The new research, published in the journal Nature, reviewed hundreds of scientific studies and hazard assessments, estimating that about 90% of them underestimated coastal water reference heights by an average of 1 foot. The study found that it is a much more common problem in the Global South, the Pacific and Southeast Asia, and less in Europe and along the Atlantic coasts.

It’s due to a discrepancy between the way sea and land altitudes are measured, said study co-author Philip Minderhoud, a professor of hydrogeology at Wageningen University and Research in the Netherlands. He attributed it to a “methodological blind spot” between the different ways those two things are measured.

In the new study, he and his co-authors wrote that their goal was to eliminate the continued use of incorrect methodologies and what they called “widespread underestimations of coastlines.” [sea level rise] and hazard impact assessments.”

Each way of calculating sea and land altitudes measures those areas appropriately, he said. But when sea meets land, there are many factors that are often not taken into account when using satellites and Earth models.

Studies that calculate the impact of sea level rise typically “don’t take into account the actual measured sea level, so they used this zero meter figure” as a starting point, said lead author Katharina Seeger of the University of Padua in Italy. In some places in the Indo-Pacific, it’s close to 3 feet, Minderhoud said.

A simple way to understand it is that many studies assume sea levels without waves or currents, when the reality at the water’s edge is that the oceans are constantly churned by wind, tides, currents and changes in temperature. and things like El Niñothe authors said.

Sticking to a more accurate coastal height baseline means that if seas rise just over 3 feet (as some studies suggest they will by the end of the century), the waters could inundate up to 37% more land and threaten between 77 and 132 million more people, according to the study.

That would cause problems in planning and paying for the impacts of a warming world.

people at risk

“There are many people here for whom the risk of extreme flooding is much higher than previously thought,” said Anders Levermann, a climate scientist at the Potsdam Institute for Climate Impacts Research in Germany, who was not part of the study. And Southeast Asia, where the study finds the largest discrepancy, has the largest number of people already threatened by rising sea levels, he said.

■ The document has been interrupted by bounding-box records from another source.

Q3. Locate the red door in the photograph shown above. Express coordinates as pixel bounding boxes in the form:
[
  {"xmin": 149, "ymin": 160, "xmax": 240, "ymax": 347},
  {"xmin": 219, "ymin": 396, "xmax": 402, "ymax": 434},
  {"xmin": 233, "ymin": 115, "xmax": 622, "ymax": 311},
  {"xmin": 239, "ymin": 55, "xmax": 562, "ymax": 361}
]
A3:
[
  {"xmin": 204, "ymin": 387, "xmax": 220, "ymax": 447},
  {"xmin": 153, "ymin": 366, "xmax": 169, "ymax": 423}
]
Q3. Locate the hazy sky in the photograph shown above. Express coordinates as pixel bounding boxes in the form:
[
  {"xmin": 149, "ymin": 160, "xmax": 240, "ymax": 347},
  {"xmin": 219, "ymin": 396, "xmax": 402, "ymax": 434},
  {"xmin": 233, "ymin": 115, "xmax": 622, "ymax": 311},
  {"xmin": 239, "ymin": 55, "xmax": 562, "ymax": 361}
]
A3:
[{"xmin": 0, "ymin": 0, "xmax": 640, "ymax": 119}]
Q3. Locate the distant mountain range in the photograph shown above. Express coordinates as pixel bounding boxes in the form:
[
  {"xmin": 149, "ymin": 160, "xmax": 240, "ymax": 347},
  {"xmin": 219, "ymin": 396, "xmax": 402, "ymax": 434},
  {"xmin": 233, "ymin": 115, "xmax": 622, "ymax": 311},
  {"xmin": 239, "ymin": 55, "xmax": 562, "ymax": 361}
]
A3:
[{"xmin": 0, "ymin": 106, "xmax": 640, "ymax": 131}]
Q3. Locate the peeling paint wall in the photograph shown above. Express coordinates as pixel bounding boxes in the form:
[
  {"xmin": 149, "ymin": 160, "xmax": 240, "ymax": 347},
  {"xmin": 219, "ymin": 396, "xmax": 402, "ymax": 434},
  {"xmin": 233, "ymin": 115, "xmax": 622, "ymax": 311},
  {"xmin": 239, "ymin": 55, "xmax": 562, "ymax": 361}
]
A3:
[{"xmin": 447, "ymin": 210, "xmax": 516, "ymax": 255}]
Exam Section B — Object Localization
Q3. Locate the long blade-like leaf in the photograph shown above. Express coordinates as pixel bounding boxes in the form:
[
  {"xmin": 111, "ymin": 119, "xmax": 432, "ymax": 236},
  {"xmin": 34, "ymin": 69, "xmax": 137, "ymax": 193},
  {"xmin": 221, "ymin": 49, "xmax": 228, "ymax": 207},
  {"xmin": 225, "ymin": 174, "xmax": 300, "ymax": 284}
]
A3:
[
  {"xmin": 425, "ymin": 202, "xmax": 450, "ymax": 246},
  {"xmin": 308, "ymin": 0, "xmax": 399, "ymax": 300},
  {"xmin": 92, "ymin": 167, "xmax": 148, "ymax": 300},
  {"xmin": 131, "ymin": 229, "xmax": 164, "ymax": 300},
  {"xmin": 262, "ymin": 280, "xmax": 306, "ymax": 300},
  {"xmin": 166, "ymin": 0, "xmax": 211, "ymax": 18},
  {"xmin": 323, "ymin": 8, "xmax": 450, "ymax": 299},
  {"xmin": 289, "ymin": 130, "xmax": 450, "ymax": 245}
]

Minderhoud noted that the island nations of that region are one area where the reality of the discrepancy hits home.

Sea levels are much higher than previously thought due to
The coast of Efate Island, Vanuatu, seen on July 19, 2025. Annika Hammerschlag/AP

For Vepaiamele Trief, a 17-year-old climate activist, the projections are not abstract. On its home island in the South Pacific archipelago of Vanuatu, the coast has visibly receded in its short life, with beaches eroded, coastal trees uprooted and some houses now just 3 feet from the sea at high tide. On Ambae Island, where his grandmother lives, a coastal road linking the airport to his village has been diverted inland due to encroaching water. Graves have been submerged and entire lifestyles feel threatened.

“These studies are not just words written on paper. They are not just numbers. They are people’s real livelihoods,” he said. “Put yourself in the shoes of our coastal communities: their lives will be completely disrupted due to sea level rise and climate change.”

This new study is more or less about what the truth on the ground is.

Calculations that may be correct for the seas in general or for land are not entirely correct at that key point of intersection of water and land, Seeger and Minderhoud said. It is especially true in the Pacific.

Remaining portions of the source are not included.